Advanced Cardiovascular Care Center Heart Clinic in Houston provides the highest standard of excellence in Cardiovascular Care while exemplifying our ideals of customized patient care. Our goal is that of achieving superior patient satisfaction in every aspect of services given. We perceive our organization as a team of cardiology doctors in Houston working towards one common goal, that of our patients’ good health and well being. To that end, we pledge our services.
Our Cardiac Care Center in Houston offers health services in a warm, comforting, relaxing atmosphere. The practice is committed to high quality patient care in an ever-changing health care environment.
Dr. Annie Varughese Cardiology Doctor in Houston attended the Medical College of Georgia, Augusta, Georgia and subsequently completed her residency in Internal Medicine as well as Fellowship in Cardiovascular Diseases at the University of Texas Medical School in Houston. Dr. Annie Varughese Houston Cardiologist pursued further training in Interventional Cardiology at The Texas Heart Institute/Baylor College of Medicine and now has been in private practice in the Northwest Houston and Woodlands area for the past 20 years.

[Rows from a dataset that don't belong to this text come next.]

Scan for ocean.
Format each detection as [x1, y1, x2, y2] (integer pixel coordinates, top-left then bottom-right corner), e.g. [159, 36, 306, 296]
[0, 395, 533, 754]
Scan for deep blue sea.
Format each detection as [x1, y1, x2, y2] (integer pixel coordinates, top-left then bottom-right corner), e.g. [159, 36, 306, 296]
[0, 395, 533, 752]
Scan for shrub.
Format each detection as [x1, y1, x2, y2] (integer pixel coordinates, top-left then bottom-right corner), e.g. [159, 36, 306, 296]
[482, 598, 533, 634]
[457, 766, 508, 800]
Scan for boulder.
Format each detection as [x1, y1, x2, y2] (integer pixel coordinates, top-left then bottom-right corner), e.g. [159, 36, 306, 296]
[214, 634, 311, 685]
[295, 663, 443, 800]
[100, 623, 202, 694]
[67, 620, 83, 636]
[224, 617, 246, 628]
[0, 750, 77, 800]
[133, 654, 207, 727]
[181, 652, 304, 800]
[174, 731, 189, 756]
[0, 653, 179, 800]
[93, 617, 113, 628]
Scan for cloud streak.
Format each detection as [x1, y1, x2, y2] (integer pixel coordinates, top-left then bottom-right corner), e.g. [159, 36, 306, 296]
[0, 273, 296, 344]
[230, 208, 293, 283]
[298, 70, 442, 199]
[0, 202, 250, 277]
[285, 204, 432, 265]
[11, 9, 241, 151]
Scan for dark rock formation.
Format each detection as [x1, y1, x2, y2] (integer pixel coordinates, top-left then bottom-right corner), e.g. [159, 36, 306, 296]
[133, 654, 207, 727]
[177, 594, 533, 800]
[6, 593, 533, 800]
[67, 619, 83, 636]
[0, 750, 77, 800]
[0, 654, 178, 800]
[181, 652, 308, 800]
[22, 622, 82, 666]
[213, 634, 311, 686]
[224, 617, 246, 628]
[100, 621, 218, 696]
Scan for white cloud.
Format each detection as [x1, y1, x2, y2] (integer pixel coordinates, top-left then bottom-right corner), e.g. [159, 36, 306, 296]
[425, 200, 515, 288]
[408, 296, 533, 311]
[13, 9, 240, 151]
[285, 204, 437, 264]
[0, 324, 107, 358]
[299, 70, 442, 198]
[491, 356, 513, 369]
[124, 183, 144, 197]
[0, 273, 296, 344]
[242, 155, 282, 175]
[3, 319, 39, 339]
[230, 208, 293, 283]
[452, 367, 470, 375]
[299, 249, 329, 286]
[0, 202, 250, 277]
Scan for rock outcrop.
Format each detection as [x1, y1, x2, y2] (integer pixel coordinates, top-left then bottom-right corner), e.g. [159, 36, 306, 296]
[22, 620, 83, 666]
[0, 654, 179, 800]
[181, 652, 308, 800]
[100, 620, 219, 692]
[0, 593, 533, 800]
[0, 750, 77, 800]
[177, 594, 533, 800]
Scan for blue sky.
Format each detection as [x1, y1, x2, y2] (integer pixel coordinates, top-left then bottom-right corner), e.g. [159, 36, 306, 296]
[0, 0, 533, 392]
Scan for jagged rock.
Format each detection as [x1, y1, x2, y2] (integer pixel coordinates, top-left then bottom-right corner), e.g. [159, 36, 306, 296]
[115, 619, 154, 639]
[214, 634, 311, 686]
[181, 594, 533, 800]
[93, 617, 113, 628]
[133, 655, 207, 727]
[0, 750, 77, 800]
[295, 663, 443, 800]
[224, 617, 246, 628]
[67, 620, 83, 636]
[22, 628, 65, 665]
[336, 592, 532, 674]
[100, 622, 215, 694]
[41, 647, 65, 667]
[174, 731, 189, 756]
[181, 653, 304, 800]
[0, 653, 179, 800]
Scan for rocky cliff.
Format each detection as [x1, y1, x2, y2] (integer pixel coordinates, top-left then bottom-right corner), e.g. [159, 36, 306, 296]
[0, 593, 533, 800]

The practice operates under the direction of Dr. Annie Varughese, Board-Certified one of Best Cardiologists in Houston and leading cardiology specialist providing treatment for heart attacks, angina, hypertension and all aspects of cardiology. We are well-trained staff of Heart Doctors in Houston offers a variety of comprehensive, state-of-the-art services to diagnose, treat and manage heart disease. Our Top Cardiologists in Houston improve the lives of thousands of patients every year using advanced surgical and non-surgical procedures.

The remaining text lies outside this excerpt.